А потом я заглянула в кроватку сестры.

Маринка лежала там, ее глаза были закрыты, но то, что ее больше нет, я поняла. Крови было немного, розовая рубашечка сбилась, и я прикрыла ее кукольные ножки, дотронулась до кудряшек, еще влажных, – и что-то внутри меня умерло. Когда я подошла к матери и поняла, что она еще жива, то всего лишь и подумала: лучше бы Маринка осталась жива.

Потому что Маринка это не выбирала, но за выбор матери заплатила сполна.

Уже потом, когда мать забрала меня из приюта, во дворе я ловила на себе жалостливые взгляды соседей и любопытные – других детей, но мне совсем не хотелось с ними разговаривать, и на все расспросы я молчала, отметив про себя, что мать придумала отличный способ избежать ненужных вопросов. Когда на вопросы не отвечаешь, их со временем просто перестают задавать. Но я знала, что отныне я сама по себе.

О Маринке я больше не думала: есть некоторые вещи, думать о которых невозможно.

Мы жили в этой квартире, где не делался ремонт – кроме необходимого, как, например, треснувший от старости толчок. Я красила подоконники и как-то раз покрасила в белый цвет нашу кухонную мебель. Белый цвет мне нравился своим абсолютным пофигизмом – какое бы ни было у кого настроение, ты вынь да положь уборку, иначе белизна уйдет. Я собирала бутылки и сдавала, чтобы накопить денег на свои надобности – мать выдавала мне деньги только на еду и оплату коммуналки, а одежда – ну, это как знаешь. Нет, она иногда что-то мне покупала, но обычно эти вещи носить было нельзя, до того по-уродски они выглядели. Я теперь даже не уверена, что она намеренно делала это, просто в том мире, где она жила, не было места девочкам, которые растут среди других девочек. Тех, у которых есть родители, и этим родителям не наплевать на своих дочерей.

Но именно тогда я научилась сама решать большие проблемы.

А поскольку я должна была всегда опрятно выглядеть, мне очень помогало то, что в школе заставляли носить форму: клетчатая юбка, серый пиджак и белая блузка. В эту школу мать перевела меня, когда забрала из приюта, – в новой школе никто не знал о том, что у нас произошло. Школа находилась достаточно далеко от дома, я ездила туда на трамвае, и там было совсем по-другому, чем в старой школе около нашего дома: форма, английский и бассейн.

Форму мать мне купила, но я росла, а ее это мало волновало – но уж такой-то наряд я могла себе приобрести раз в год. Вот с куртками и обувью было сложнее, мать оставляла мне на это очень мало денег – не потому, что их не было, а потому, что она понятия не имела, сколько стоит обувь, которую можно носить и не стать всеобщим посмешищем. И в какой-то момент я открыла для себя подсобки окрестных магазинов. Я познакомилась со всеми продавщицами, я помогала им наряжать манекены и убиралась в подсобках, приносила им булочки и кофе, иногда оставалась посторожить торговый зал, а случалось, что и продавала что-то – клиентки считали, что ребенок врать не может и скажет правду, хорошо смотрится вещь или нет.

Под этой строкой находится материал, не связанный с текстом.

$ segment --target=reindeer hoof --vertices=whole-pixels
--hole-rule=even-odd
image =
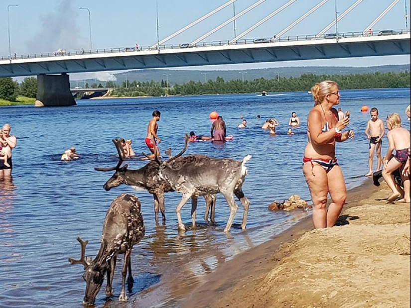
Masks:
[[[127,296],[126,295],[125,292],[122,292],[120,296],[119,297],[119,301],[120,302],[126,302],[128,300]]]

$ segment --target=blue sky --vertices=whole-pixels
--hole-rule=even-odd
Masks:
[[[157,0],[158,4],[160,39],[179,30],[190,22],[222,5],[228,0]],[[314,13],[292,28],[287,35],[314,34],[335,18],[336,0],[329,0]],[[257,0],[238,0],[237,13]],[[337,0],[338,11],[343,12],[355,0]],[[405,28],[405,1],[409,11],[410,0],[400,0],[398,4],[374,27],[381,29]],[[256,8],[236,21],[237,34],[257,22],[287,0],[266,0]],[[245,38],[270,37],[285,28],[320,0],[297,0],[287,8],[265,23]],[[338,23],[339,32],[362,31],[377,17],[392,0],[364,0],[352,12]],[[94,49],[150,46],[157,41],[155,0],[3,0],[0,4],[0,55],[8,54],[7,13],[11,53],[27,54],[53,52],[58,48],[67,50],[88,49],[90,46],[89,19],[91,12]],[[233,15],[232,4],[212,18],[179,35],[167,44],[191,42],[216,27]],[[409,18],[409,28],[410,19]],[[205,41],[227,40],[234,37],[234,27],[229,25]],[[329,32],[334,32],[334,30]],[[369,66],[410,63],[409,56],[369,57],[276,63],[202,67],[195,69],[246,69],[286,66]]]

В награду мне порой перепадали вещи, которые списывали по тем или иным причинам, причем перепадали часто совсем бесплатно.

Я даже получала от этого удовольствие, превратив добычу брендовых шмоток в спорт. Вы скажете – какие шмотки для маленькой девочки? – и будете не правы, потому что девочек воспитывают не родители, а дешевые журналы и сериалы о школьниках. А там не бывает китайских стеклянных блузок и ужасных отечественных сапог, если вы понимаете, о чем я толкую. Девочки – это пираньи, яростно набрасывающиеся на любого, кто выглядит не так, как принято в их среде. Что такое школьная травля, я знала, видела не раз. Но я никогда не была жертвой, хотя никогда и не участвовала в травлях. Я рано поняла: чтобы выжить в социуме, нужно сливаться с толпой, не выделяться, и тогда никто не станет присматриваться пристальней. Опасно быть человеком в толпе зомби.